The state aid rules exist only in EU treaties and EC rules, thus upon Brexit HMG will be free to spend money on rural broadband and mobile coverage as it wishes. How much might be available to spend and how it might allocate such funds is presently impossible to say. In the absence of the rules, any operator feeling aggrieved or disadvantaged by funds given to a rival would be reduced to judicial review, the outcome of which is very hard to predict. Doubtless, it would end up in the Supreme Court, subject to interim relief to suspend funding until finally decided. Existing state aid for rural broadband relies on EU funds, which local authorities match with the funds from HM Treasury, clearly this will be lost.

Brexit would take the United Kingdom out of the various EU directives and, especially, regulations. A review of all the statutes and statutory instruments that transpose the EU acquis would be necessary, in order to identify provisions that would no longer be relevant or necessary, such as references to the single market or the involvement of the EC in decision making. An obvious question is who would replace the EC in drawing up the list of markets to be analysed by OFCOM?

Lord Lawson has called for a completion of the Thatcher Revolution, with the sweeping away of many of the EU rules, though others have been more cautious.
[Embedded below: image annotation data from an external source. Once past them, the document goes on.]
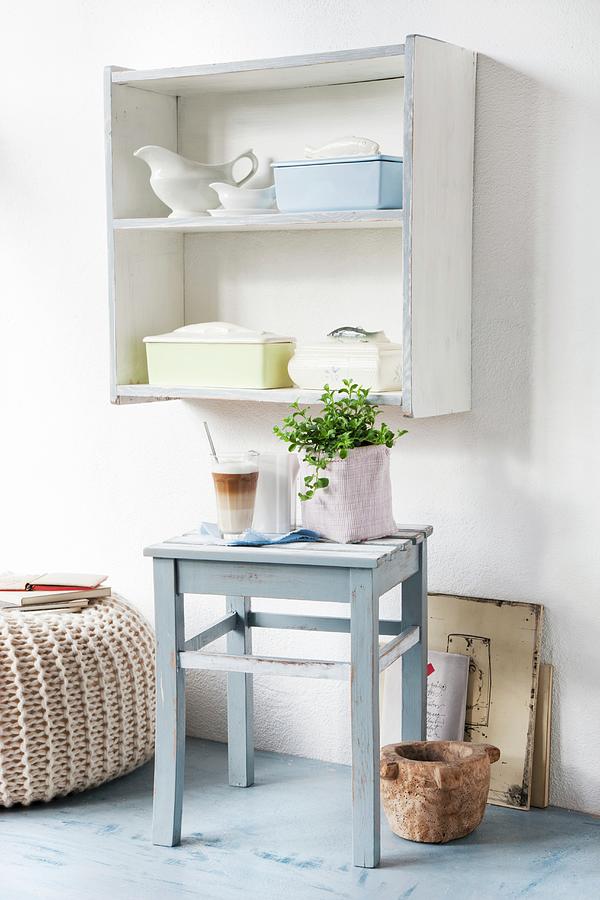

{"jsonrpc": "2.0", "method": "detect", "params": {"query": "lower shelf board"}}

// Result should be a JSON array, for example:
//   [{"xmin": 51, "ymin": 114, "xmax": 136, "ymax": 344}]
[
  {"xmin": 117, "ymin": 384, "xmax": 402, "ymax": 406},
  {"xmin": 113, "ymin": 209, "xmax": 402, "ymax": 234}
]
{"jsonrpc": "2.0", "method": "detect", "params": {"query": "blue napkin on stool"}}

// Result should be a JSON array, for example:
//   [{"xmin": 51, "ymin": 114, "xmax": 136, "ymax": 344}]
[{"xmin": 198, "ymin": 522, "xmax": 321, "ymax": 547}]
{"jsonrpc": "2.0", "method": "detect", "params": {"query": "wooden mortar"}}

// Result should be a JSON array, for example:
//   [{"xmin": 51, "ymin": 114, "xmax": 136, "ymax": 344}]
[{"xmin": 380, "ymin": 741, "xmax": 500, "ymax": 844}]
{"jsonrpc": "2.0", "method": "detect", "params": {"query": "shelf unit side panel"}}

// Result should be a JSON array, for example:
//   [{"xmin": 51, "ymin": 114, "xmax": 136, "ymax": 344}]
[{"xmin": 404, "ymin": 36, "xmax": 476, "ymax": 417}]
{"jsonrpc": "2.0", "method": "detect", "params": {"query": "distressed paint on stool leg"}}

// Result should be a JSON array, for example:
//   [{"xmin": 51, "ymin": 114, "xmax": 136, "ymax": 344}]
[{"xmin": 152, "ymin": 559, "xmax": 185, "ymax": 847}]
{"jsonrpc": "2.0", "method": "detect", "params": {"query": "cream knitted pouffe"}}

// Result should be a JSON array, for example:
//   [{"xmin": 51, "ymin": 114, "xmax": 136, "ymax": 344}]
[{"xmin": 0, "ymin": 595, "xmax": 155, "ymax": 806}]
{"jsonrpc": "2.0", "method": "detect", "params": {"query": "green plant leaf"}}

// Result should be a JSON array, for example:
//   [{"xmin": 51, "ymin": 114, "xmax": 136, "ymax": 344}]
[{"xmin": 273, "ymin": 378, "xmax": 407, "ymax": 500}]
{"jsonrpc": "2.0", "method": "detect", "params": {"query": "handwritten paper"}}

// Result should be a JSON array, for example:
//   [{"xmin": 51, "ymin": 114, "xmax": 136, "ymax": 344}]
[{"xmin": 427, "ymin": 650, "xmax": 469, "ymax": 741}]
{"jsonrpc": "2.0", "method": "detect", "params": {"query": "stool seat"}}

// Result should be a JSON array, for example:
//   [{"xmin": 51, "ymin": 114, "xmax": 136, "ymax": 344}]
[{"xmin": 144, "ymin": 526, "xmax": 432, "ymax": 867}]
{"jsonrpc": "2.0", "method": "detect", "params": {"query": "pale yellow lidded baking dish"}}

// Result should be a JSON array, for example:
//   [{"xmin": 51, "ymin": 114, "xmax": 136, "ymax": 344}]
[{"xmin": 144, "ymin": 322, "xmax": 294, "ymax": 388}]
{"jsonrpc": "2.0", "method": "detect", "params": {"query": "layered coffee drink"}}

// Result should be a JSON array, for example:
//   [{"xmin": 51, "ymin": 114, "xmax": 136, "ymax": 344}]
[{"xmin": 211, "ymin": 450, "xmax": 258, "ymax": 539}]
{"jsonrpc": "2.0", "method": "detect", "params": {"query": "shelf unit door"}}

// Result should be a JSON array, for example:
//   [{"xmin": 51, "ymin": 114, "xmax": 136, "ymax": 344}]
[{"xmin": 403, "ymin": 35, "xmax": 476, "ymax": 417}]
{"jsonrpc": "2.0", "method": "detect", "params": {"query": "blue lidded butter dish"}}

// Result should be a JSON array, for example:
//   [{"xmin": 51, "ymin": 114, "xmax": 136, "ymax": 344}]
[{"xmin": 271, "ymin": 154, "xmax": 403, "ymax": 212}]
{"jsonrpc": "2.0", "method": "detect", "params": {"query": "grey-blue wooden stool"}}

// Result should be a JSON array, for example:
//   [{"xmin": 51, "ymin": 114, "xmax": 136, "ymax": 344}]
[{"xmin": 144, "ymin": 526, "xmax": 431, "ymax": 868}]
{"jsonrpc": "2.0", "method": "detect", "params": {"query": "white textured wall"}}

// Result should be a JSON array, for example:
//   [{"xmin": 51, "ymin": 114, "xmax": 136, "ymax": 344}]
[{"xmin": 0, "ymin": 0, "xmax": 600, "ymax": 812}]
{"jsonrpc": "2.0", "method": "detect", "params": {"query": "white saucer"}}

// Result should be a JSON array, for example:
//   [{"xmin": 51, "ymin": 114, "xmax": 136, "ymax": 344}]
[{"xmin": 207, "ymin": 209, "xmax": 279, "ymax": 219}]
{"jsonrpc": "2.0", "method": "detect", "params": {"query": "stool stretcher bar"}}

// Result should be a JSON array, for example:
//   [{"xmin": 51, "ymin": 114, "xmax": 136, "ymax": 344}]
[
  {"xmin": 379, "ymin": 625, "xmax": 421, "ymax": 672},
  {"xmin": 179, "ymin": 650, "xmax": 350, "ymax": 681},
  {"xmin": 185, "ymin": 613, "xmax": 238, "ymax": 650},
  {"xmin": 179, "ymin": 612, "xmax": 421, "ymax": 680}
]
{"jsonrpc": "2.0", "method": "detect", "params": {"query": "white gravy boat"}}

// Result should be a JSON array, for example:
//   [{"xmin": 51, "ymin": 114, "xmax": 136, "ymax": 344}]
[
  {"xmin": 210, "ymin": 181, "xmax": 275, "ymax": 211},
  {"xmin": 133, "ymin": 144, "xmax": 258, "ymax": 219}
]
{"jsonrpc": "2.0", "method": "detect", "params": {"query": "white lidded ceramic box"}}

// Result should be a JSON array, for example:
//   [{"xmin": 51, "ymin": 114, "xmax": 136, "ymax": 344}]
[
  {"xmin": 271, "ymin": 154, "xmax": 402, "ymax": 212},
  {"xmin": 144, "ymin": 322, "xmax": 294, "ymax": 388},
  {"xmin": 288, "ymin": 327, "xmax": 402, "ymax": 391}
]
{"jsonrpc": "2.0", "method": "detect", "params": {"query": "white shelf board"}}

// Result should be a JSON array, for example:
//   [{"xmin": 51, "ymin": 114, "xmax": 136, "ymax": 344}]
[
  {"xmin": 117, "ymin": 384, "xmax": 402, "ymax": 406},
  {"xmin": 112, "ymin": 44, "xmax": 404, "ymax": 97},
  {"xmin": 113, "ymin": 209, "xmax": 402, "ymax": 234}
]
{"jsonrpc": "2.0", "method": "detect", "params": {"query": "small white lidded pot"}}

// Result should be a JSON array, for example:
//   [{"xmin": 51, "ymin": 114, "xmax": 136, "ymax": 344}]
[{"xmin": 288, "ymin": 327, "xmax": 402, "ymax": 392}]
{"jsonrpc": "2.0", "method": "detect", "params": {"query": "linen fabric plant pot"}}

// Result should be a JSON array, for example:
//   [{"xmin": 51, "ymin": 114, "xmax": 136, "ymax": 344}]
[{"xmin": 300, "ymin": 444, "xmax": 396, "ymax": 544}]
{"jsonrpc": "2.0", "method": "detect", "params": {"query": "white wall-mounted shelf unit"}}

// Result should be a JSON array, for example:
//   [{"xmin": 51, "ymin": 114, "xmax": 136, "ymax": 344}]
[{"xmin": 106, "ymin": 36, "xmax": 476, "ymax": 416}]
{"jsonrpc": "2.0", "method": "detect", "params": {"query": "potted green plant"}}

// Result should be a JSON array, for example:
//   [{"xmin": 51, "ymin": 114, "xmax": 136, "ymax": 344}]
[{"xmin": 273, "ymin": 380, "xmax": 406, "ymax": 543}]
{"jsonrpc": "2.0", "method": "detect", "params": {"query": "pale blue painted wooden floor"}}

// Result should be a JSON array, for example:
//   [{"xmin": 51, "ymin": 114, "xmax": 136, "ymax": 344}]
[{"xmin": 0, "ymin": 740, "xmax": 600, "ymax": 900}]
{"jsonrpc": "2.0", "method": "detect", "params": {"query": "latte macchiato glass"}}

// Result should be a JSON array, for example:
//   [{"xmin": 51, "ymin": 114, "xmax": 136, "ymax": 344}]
[{"xmin": 210, "ymin": 450, "xmax": 258, "ymax": 540}]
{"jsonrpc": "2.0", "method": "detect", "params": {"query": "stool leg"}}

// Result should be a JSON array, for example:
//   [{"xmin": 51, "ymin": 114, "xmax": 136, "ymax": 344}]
[
  {"xmin": 152, "ymin": 559, "xmax": 185, "ymax": 847},
  {"xmin": 350, "ymin": 569, "xmax": 381, "ymax": 868},
  {"xmin": 402, "ymin": 541, "xmax": 427, "ymax": 741},
  {"xmin": 227, "ymin": 597, "xmax": 254, "ymax": 787}
]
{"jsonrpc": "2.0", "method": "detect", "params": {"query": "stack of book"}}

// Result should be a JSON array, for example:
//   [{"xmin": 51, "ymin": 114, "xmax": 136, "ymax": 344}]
[{"xmin": 0, "ymin": 572, "xmax": 110, "ymax": 613}]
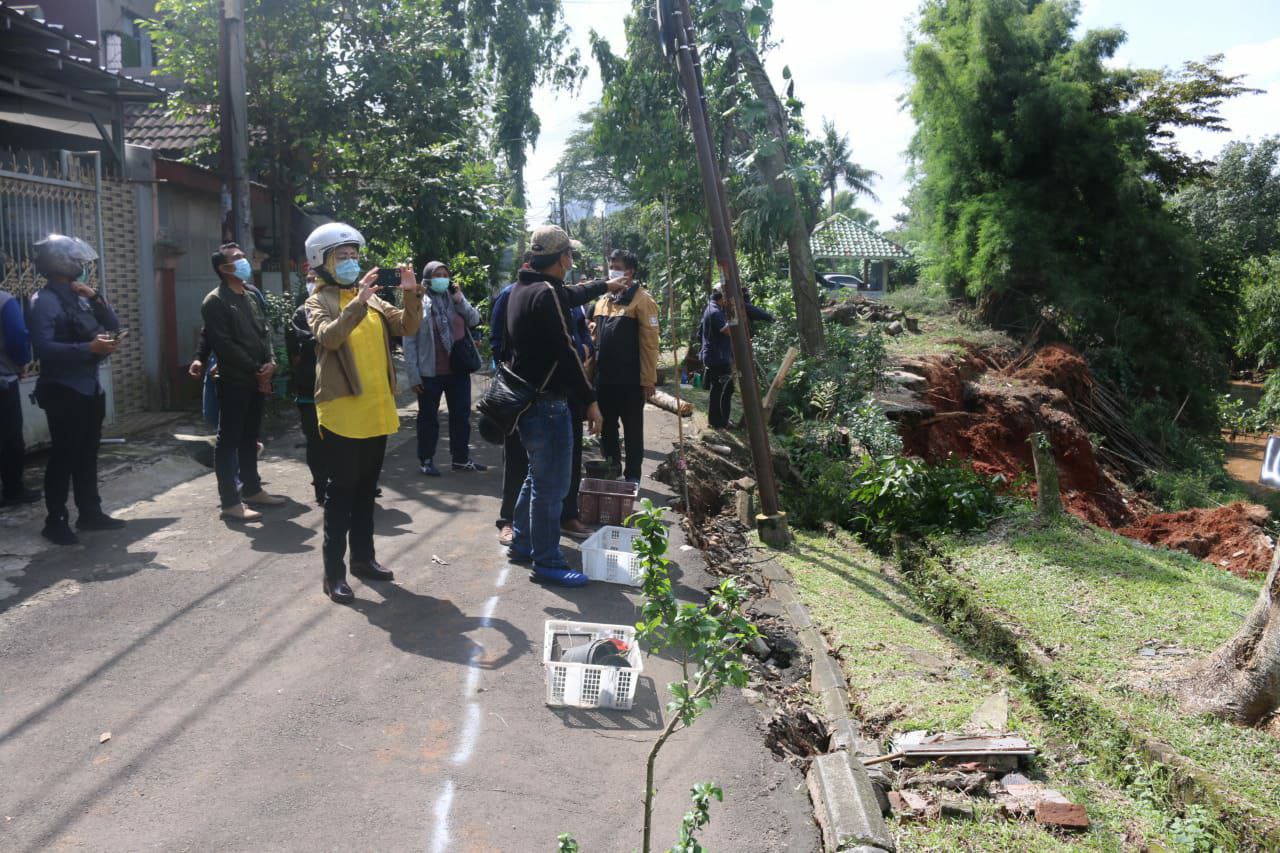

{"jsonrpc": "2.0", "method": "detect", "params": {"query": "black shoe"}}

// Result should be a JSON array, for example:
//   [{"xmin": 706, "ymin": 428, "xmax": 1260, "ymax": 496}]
[
  {"xmin": 351, "ymin": 560, "xmax": 396, "ymax": 580},
  {"xmin": 76, "ymin": 512, "xmax": 125, "ymax": 530},
  {"xmin": 0, "ymin": 489, "xmax": 45, "ymax": 506},
  {"xmin": 324, "ymin": 578, "xmax": 356, "ymax": 605},
  {"xmin": 40, "ymin": 519, "xmax": 79, "ymax": 546}
]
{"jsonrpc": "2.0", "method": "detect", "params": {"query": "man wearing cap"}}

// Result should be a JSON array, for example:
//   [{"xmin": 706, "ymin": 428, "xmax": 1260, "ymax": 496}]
[{"xmin": 504, "ymin": 225, "xmax": 603, "ymax": 587}]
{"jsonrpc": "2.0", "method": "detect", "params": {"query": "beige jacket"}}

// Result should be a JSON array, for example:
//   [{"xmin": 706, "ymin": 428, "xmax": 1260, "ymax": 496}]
[{"xmin": 306, "ymin": 284, "xmax": 422, "ymax": 403}]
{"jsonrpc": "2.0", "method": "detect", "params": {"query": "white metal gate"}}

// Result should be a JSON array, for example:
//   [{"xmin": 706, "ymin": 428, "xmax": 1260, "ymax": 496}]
[{"xmin": 0, "ymin": 150, "xmax": 115, "ymax": 444}]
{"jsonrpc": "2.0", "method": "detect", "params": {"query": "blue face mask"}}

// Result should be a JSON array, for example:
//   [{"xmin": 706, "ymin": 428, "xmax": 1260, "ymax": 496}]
[{"xmin": 333, "ymin": 257, "xmax": 360, "ymax": 287}]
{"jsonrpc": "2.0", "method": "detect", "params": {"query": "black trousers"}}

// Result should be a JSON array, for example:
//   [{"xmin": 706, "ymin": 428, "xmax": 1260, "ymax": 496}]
[
  {"xmin": 214, "ymin": 379, "xmax": 266, "ymax": 508},
  {"xmin": 36, "ymin": 382, "xmax": 106, "ymax": 521},
  {"xmin": 703, "ymin": 364, "xmax": 733, "ymax": 429},
  {"xmin": 298, "ymin": 402, "xmax": 329, "ymax": 503},
  {"xmin": 498, "ymin": 402, "xmax": 586, "ymax": 528},
  {"xmin": 0, "ymin": 380, "xmax": 27, "ymax": 498},
  {"xmin": 595, "ymin": 386, "xmax": 644, "ymax": 480},
  {"xmin": 320, "ymin": 430, "xmax": 387, "ymax": 581}
]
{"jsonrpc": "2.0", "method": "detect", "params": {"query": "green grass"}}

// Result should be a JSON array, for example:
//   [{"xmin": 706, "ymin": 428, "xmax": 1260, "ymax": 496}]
[
  {"xmin": 782, "ymin": 530, "xmax": 1165, "ymax": 852},
  {"xmin": 942, "ymin": 516, "xmax": 1280, "ymax": 835}
]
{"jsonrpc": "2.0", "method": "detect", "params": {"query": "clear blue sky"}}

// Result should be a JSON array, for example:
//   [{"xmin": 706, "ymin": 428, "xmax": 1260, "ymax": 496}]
[{"xmin": 527, "ymin": 0, "xmax": 1280, "ymax": 224}]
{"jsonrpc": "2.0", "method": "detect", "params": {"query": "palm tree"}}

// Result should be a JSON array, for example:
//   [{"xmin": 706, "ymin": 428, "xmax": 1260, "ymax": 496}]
[{"xmin": 818, "ymin": 119, "xmax": 879, "ymax": 209}]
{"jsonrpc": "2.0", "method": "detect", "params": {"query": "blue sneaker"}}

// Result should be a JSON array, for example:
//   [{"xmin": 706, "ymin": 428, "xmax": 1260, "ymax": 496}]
[{"xmin": 534, "ymin": 566, "xmax": 590, "ymax": 587}]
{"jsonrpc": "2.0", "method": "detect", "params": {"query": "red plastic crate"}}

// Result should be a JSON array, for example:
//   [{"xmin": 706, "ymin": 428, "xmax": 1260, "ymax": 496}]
[{"xmin": 577, "ymin": 476, "xmax": 640, "ymax": 524}]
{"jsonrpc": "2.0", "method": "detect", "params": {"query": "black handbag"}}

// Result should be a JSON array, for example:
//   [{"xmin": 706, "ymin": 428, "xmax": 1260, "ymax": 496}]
[
  {"xmin": 449, "ymin": 330, "xmax": 480, "ymax": 373},
  {"xmin": 476, "ymin": 364, "xmax": 556, "ymax": 444}
]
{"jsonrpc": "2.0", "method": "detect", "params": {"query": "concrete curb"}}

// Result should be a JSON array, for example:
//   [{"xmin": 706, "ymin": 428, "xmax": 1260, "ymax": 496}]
[{"xmin": 760, "ymin": 550, "xmax": 896, "ymax": 853}]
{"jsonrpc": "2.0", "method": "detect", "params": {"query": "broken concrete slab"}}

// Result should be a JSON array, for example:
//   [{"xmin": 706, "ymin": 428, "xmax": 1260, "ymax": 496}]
[
  {"xmin": 806, "ymin": 752, "xmax": 896, "ymax": 853},
  {"xmin": 1036, "ymin": 799, "xmax": 1089, "ymax": 830}
]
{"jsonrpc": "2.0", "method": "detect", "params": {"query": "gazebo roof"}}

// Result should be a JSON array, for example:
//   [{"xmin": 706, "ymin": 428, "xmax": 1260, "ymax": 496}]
[{"xmin": 809, "ymin": 214, "xmax": 911, "ymax": 260}]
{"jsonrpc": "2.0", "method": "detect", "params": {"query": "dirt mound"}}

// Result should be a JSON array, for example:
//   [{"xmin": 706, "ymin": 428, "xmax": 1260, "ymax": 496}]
[
  {"xmin": 1117, "ymin": 503, "xmax": 1274, "ymax": 578},
  {"xmin": 902, "ymin": 347, "xmax": 1134, "ymax": 528},
  {"xmin": 1012, "ymin": 343, "xmax": 1093, "ymax": 401}
]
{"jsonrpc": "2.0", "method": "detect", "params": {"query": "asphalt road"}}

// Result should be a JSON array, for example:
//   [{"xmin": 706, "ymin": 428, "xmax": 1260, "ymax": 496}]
[{"xmin": 0, "ymin": 399, "xmax": 819, "ymax": 853}]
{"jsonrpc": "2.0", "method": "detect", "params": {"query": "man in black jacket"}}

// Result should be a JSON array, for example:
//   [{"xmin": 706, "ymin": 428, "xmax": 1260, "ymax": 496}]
[
  {"xmin": 506, "ymin": 225, "xmax": 602, "ymax": 587},
  {"xmin": 200, "ymin": 243, "xmax": 284, "ymax": 521},
  {"xmin": 284, "ymin": 275, "xmax": 329, "ymax": 506}
]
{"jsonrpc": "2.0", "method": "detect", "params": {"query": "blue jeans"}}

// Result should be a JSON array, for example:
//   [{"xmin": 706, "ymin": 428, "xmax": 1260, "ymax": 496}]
[
  {"xmin": 214, "ymin": 379, "xmax": 266, "ymax": 510},
  {"xmin": 511, "ymin": 397, "xmax": 573, "ymax": 569},
  {"xmin": 417, "ymin": 373, "xmax": 471, "ymax": 465}
]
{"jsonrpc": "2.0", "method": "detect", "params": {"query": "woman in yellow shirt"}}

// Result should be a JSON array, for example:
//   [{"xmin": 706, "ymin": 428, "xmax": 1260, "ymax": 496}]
[{"xmin": 306, "ymin": 223, "xmax": 422, "ymax": 603}]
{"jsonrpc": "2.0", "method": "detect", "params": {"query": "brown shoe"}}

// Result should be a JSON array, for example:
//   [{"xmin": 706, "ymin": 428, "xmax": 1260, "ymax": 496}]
[
  {"xmin": 218, "ymin": 503, "xmax": 262, "ymax": 521},
  {"xmin": 561, "ymin": 519, "xmax": 591, "ymax": 539},
  {"xmin": 243, "ymin": 492, "xmax": 287, "ymax": 506}
]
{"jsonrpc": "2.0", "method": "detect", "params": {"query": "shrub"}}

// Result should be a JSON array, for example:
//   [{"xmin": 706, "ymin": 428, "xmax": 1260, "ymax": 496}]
[
  {"xmin": 884, "ymin": 283, "xmax": 951, "ymax": 316},
  {"xmin": 847, "ymin": 456, "xmax": 1007, "ymax": 549}
]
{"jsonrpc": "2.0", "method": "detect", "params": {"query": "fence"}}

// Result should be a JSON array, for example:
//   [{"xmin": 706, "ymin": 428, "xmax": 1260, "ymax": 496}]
[{"xmin": 0, "ymin": 150, "xmax": 114, "ymax": 443}]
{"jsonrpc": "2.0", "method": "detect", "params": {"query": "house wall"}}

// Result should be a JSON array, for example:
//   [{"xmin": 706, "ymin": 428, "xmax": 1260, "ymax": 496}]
[
  {"xmin": 157, "ymin": 183, "xmax": 223, "ymax": 366},
  {"xmin": 102, "ymin": 167, "xmax": 147, "ymax": 416}
]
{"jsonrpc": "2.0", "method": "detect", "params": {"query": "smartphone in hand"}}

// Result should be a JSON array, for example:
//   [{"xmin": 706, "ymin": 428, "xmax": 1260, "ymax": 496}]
[{"xmin": 375, "ymin": 266, "xmax": 399, "ymax": 289}]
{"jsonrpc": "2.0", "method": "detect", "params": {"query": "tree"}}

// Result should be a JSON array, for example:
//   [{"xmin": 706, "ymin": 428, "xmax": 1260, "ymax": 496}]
[
  {"xmin": 1174, "ymin": 548, "xmax": 1280, "ymax": 725},
  {"xmin": 818, "ymin": 119, "xmax": 878, "ymax": 210},
  {"xmin": 1172, "ymin": 136, "xmax": 1280, "ymax": 365},
  {"xmin": 909, "ymin": 0, "xmax": 1230, "ymax": 424},
  {"xmin": 704, "ymin": 0, "xmax": 826, "ymax": 356},
  {"xmin": 152, "ymin": 0, "xmax": 563, "ymax": 284}
]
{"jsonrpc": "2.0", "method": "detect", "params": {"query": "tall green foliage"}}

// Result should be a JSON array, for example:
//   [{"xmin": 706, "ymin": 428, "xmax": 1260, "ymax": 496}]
[
  {"xmin": 1172, "ymin": 136, "xmax": 1280, "ymax": 368},
  {"xmin": 144, "ymin": 0, "xmax": 581, "ymax": 272},
  {"xmin": 909, "ymin": 0, "xmax": 1240, "ymax": 416}
]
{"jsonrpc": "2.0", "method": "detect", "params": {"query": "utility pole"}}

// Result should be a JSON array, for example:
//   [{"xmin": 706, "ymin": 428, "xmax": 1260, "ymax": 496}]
[
  {"xmin": 218, "ymin": 0, "xmax": 253, "ymax": 259},
  {"xmin": 556, "ymin": 170, "xmax": 568, "ymax": 234},
  {"xmin": 658, "ymin": 0, "xmax": 791, "ymax": 547}
]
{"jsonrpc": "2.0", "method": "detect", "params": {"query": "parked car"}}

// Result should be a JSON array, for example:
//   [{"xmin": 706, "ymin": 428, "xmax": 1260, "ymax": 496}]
[{"xmin": 818, "ymin": 273, "xmax": 870, "ymax": 292}]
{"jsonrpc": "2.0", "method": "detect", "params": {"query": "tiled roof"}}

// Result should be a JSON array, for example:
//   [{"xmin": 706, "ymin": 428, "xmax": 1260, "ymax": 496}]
[
  {"xmin": 809, "ymin": 214, "xmax": 911, "ymax": 260},
  {"xmin": 0, "ymin": 3, "xmax": 164, "ymax": 102},
  {"xmin": 124, "ymin": 105, "xmax": 218, "ymax": 154}
]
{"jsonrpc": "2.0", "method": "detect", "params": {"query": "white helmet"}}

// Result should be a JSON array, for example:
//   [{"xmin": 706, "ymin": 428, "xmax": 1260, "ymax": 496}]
[
  {"xmin": 36, "ymin": 234, "xmax": 97, "ymax": 278},
  {"xmin": 306, "ymin": 222, "xmax": 365, "ymax": 269}
]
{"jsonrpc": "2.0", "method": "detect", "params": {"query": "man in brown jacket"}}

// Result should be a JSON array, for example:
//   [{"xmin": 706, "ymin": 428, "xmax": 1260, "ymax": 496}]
[{"xmin": 593, "ymin": 248, "xmax": 658, "ymax": 483}]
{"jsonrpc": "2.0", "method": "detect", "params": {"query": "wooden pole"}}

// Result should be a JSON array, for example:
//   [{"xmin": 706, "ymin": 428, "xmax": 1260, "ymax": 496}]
[
  {"xmin": 672, "ymin": 0, "xmax": 791, "ymax": 547},
  {"xmin": 655, "ymin": 192, "xmax": 689, "ymax": 515},
  {"xmin": 1027, "ymin": 433, "xmax": 1062, "ymax": 519}
]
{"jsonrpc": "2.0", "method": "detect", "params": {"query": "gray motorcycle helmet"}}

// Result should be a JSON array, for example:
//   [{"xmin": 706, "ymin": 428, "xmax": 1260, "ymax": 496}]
[{"xmin": 36, "ymin": 234, "xmax": 97, "ymax": 278}]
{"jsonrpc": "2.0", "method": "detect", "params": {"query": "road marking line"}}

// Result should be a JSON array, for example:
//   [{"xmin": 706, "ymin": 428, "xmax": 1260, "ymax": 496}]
[
  {"xmin": 431, "ymin": 779, "xmax": 453, "ymax": 853},
  {"xmin": 453, "ymin": 702, "xmax": 481, "ymax": 765}
]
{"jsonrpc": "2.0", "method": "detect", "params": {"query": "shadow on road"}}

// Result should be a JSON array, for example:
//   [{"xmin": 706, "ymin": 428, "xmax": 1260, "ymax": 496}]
[
  {"xmin": 351, "ymin": 583, "xmax": 532, "ymax": 670},
  {"xmin": 223, "ymin": 498, "xmax": 316, "ymax": 555},
  {"xmin": 0, "ymin": 517, "xmax": 178, "ymax": 613}
]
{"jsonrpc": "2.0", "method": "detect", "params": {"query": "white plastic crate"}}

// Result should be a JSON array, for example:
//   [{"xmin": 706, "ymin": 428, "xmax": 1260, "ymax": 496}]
[
  {"xmin": 580, "ymin": 526, "xmax": 644, "ymax": 587},
  {"xmin": 543, "ymin": 620, "xmax": 644, "ymax": 711}
]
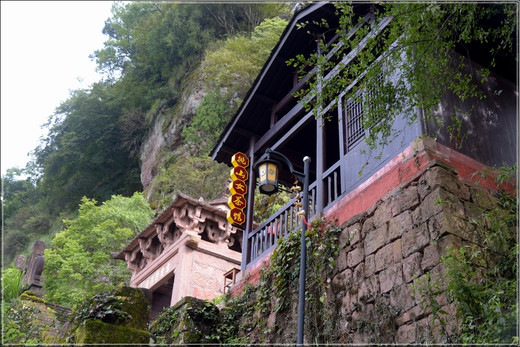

Given the expectations of economic growth and of the increased exercise of sovereignty, HMG might undertake wider legal reforms, which would open the way to lobbying by vested interests, primarily the large operators. In the absence of alternative proposals, the risk is of ministers succumbing to promises of better outcomes if regulatory burdens devised by the EU were to be judiciously raised or swept away. There is very little capacity in non-governmental bodies or in universities to analyse such proposals and the few discussions presently underway are exclusively in London and already dominated by vested interests.

One concern across the ICT sector is the prospective loss of access to the EU-wide pool of highly skilled labour needed in new ventures, in operators and in OFCOM. Loss of easy access to skilled labour could present significant problems, not least since it would take considerable time to train alternatives from the domestic labour pool.

The Brexit debate points to significant failings by the EC in the completion of the single market. It does not presents serious challenges for telecommunications, there being relatively few pan-European services that would be disrupted. The single markets for the various service sectors all look remarkably different.

The Department of Culture, Media and Sport needs to produce a green paper on telecommunications policy as quickly as practicable, with the parliamentary Culture, Media and Sport Committee conducting an inquiry that draws on a very wide range of inputs, much more than the ‘usual suspects’. The OECD should be invited to undertake a peer review of the regulatory system.


Ewan Sutherland A short note on Brexit: Telecommunications issues after the Referendum. (30 June 2016).

Ewan Sutherland A short note on telecommunications issues related to Brexit. (18 April 2016).

The Queen on the application of Santos v Chancellor for the Duchy Lancaster, CO/3281/2016, High Court of Justice, Queen’s Bench Division, Administrative Court (19th July 2016), before Sir Brian Leveson PQBD and Mr Justice Cranston.